Recuerdo que fue la cocina un coto vedado al desaliento. Me sentaba en lo alto de la silla de fornica, las patas cromadas y espigadas, mis piececitos colgando, y me atolondraban sus movimientos dirigidos para la disección precisa del pollo, la mondadura de la patata, o tal vez, el rebanado preciso de la cebolla.

Cuando los fuegos bullían ocupados por las frituras, cocimientos y guisos, mi madre se detenía y descansaba. Entonces me miraba y asentía con la cabeza, enarbolando una inmensa sonrisa, como quien se regocija de la lección bien enseñada.

Entonces tomaba un gran tazón de leche y se detenía a compartirlo conmigo. Sentados en la inmensa mesa que dividía nuestra humilde cocina, me contaba luego noticias sobre mi padre, lejos, tan lejos en la mar (pues fue marino mercante), y será por esto que aquellos vapores y humos de lumbre siempre los asocié con tierras lejanas, a los océanos y mares del Índico. Y aunque los platos que nos preparó durante aquellos largos años no fueron ni exóticos ni sofisticados, siempre me pregunté, cuando tiempo después hube visitado aquellos parajes remotos, por qué las playas paradisíacas no tenían aquel regusto a cazuela de bonito. Y por qué en los puertos de la Patagonia, las vacas mugían desconsoladas, ajenas al aroma de su propio estofado. Y por qué las naranjas de California no sabían a la base de bizcocho de las tartas de los domingos.

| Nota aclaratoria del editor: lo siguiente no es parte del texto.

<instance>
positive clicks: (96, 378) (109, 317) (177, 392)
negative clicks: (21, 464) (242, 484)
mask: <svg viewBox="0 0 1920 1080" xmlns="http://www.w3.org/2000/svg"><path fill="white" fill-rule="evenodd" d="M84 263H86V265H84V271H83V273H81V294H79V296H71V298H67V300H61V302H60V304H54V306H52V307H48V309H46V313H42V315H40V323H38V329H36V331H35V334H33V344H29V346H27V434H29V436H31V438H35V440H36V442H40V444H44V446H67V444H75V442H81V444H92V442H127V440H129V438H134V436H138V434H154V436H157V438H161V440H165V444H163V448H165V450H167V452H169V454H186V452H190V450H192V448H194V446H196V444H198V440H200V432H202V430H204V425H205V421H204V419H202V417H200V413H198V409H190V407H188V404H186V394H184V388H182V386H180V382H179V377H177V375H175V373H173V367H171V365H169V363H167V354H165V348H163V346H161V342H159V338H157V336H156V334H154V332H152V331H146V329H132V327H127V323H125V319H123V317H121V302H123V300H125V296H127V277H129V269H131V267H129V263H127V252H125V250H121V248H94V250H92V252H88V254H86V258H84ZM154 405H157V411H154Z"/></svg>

Mi primer mundo fue descubierto por las manos cocineras de mi madre.

Y ahora que he envejecido y mi madre marchó hace tiempo, cuando vuelvo a casa tras abandonar la oficina o después tras un presuroso y hastiante peregrinaje comercial, cuelgo los bártulos para navegar así por las perolas y sartenes de mi cocina. Todo suena a rito renovado: La bruja de Macbeth conjuró los espíritus en su caldero. Yo convoco los míos: las lágrimas de la cebolla, el sofrito, los medallones de merluza… todo tiene su lugar, el lugar de las cosas importantes; mis sueños se concilian, mi torpe realidad externa deja de preocuparme un ratito.

Sé que pronto cocinaré para mi hijo. Desearía trasmitir con fidelidad las enseñanzas de mi madre. Cuando sus manitas tropiecen con la cuchara guiada hacia su diminuta boca abierta, habré comprendido el fin de la sonrisa de mama. Ella hubo aprendido de la abuela que los guisos de la cocina guardan el amor más entregado y nutricio: el amor que no espera otra recompensa.
Aquellos guisos dejaron grabada la lección en mi corazón. Y si luego rememoro las recetas (y las ojeo, apuntadas a los márgenes del librillo que me regalase al marchar de casa), las dictaré en voz baja, imaginando como ella misma condimentaría pacientemente los platos de su nieto, el nieto que habrá de continuarnos con voz renovada de familia.